If you’re taking your pet in your car, have her accompany you on short trips in advance, so that her carrier and the vehicle become “home territory.” Always keep her in a carrier in the car. If she hangs her head out the window, a flying stone can blind and a closely passing vehicle can do worse. Letting her loose inside the car can result in her tangling up the driver or being very badly hurt in an accident.

Tip: Never transport pets (even hibernating snakes in a vivarium) in the car trunk or with the furniture. Loads shift. Uninsulated compart­ments quickly become freezers or ovens. The potential for disaster is infinite. We’ve had a very sad ending to moving a hamster in our own car, because small animals are much more likely to collapse from heatstroke than humans. Our frequent-mover respondents report cats and dogs fare better.

If you’re moving long distance, investigate shipping through your veterinarian or with a pet shipper. Air Animal, (800) 635-3448, ships both nationally and internationally. Make sure your pet’s plane comes in at least 24 hours after your arrival.

Often it’s economical for a member of the family who is flying to take the pet along. Some airlines even will allow a pet in a carrying kennel under the seat, provided you have certification of her rabies or other shots—always ask what documentation you need. We have had good experiences with air trips for larger pets.

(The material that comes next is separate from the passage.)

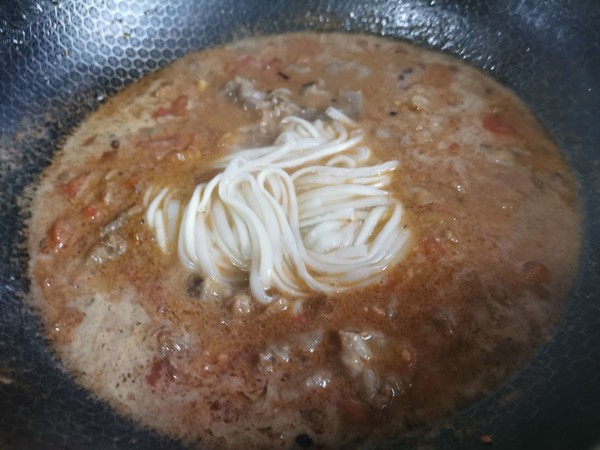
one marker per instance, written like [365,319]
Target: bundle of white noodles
[305,215]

Air shipping costs for an unaccompanied pet will run approxi­mately $80 for anything parakeet size up to 100 pounds. Large animals weighing more than that (kennel included) are $100 per 100 pounds. You need to buy a fiberglass or plastic carrier ken­nel separately. It must be air cargo recommended and large enough for the animal to move around in. It should have a built-in water dish. Check with your veterinarian or one of the dis­count pet supply stores such as Petco.

Charges for Air Animal and other such services, which take care of getting the best cargo service for your pet and can do everything—including pickup and delivery—start around $250 for small pets to $550 for larger ones.

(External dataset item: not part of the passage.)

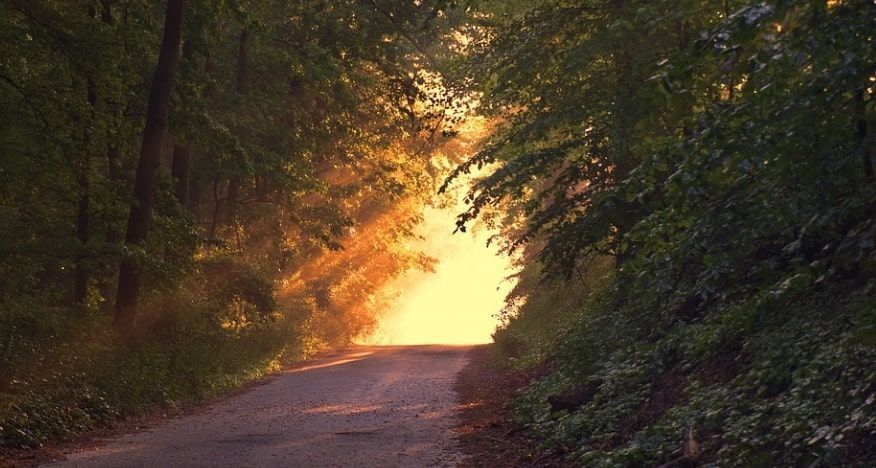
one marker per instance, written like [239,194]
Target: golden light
[456,304]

If you’re driving with your pet, remember that animals need as many (or more) rest stops as children. Schedule one for every two to three hours. If there’s an accident, just clean it up without comment. The animal is too distracted during this time to learn from any discipline measures.

Even if your pet is accustomed to traveling with you, it’s not a good idea to let her off the leash. In strange surroundings she might bolt into traffic, or the sudden appearance of a rabbit or a squirrel could lead to a disoriented, lost pet.

A friend of ours lost her cat temporarily because he was able to wriggle out of his leash. Not too scary, except that it was at the Grand Canyon! Don’t put yourself through that extra worry. It’s better to leave smaller pets in their carrier cages and in a secure, protected spot by the car, if you’re going to make a side trip. Make sure she’s in deep shade that won’t disappear half an hour after you leave and be sure there’s a big bowl of water.

Tip: If your pet does get lost, contact the local SPCA immediately. Provide complete data on your pet, including name, identifying mark­ers, a photograph, and where you can be reached at your new loca­tion. You also should run an ad in the local paper describing your pet, offering a reward, and giving your telephone number. Ads produce amazing results. An SPCA office recalls getting a call from Tokyo, where a vacationing local reading the paper en route had noticed an ad about a pet she’d taken to the shelter. The SPCA was able to reunite the pet with her owner.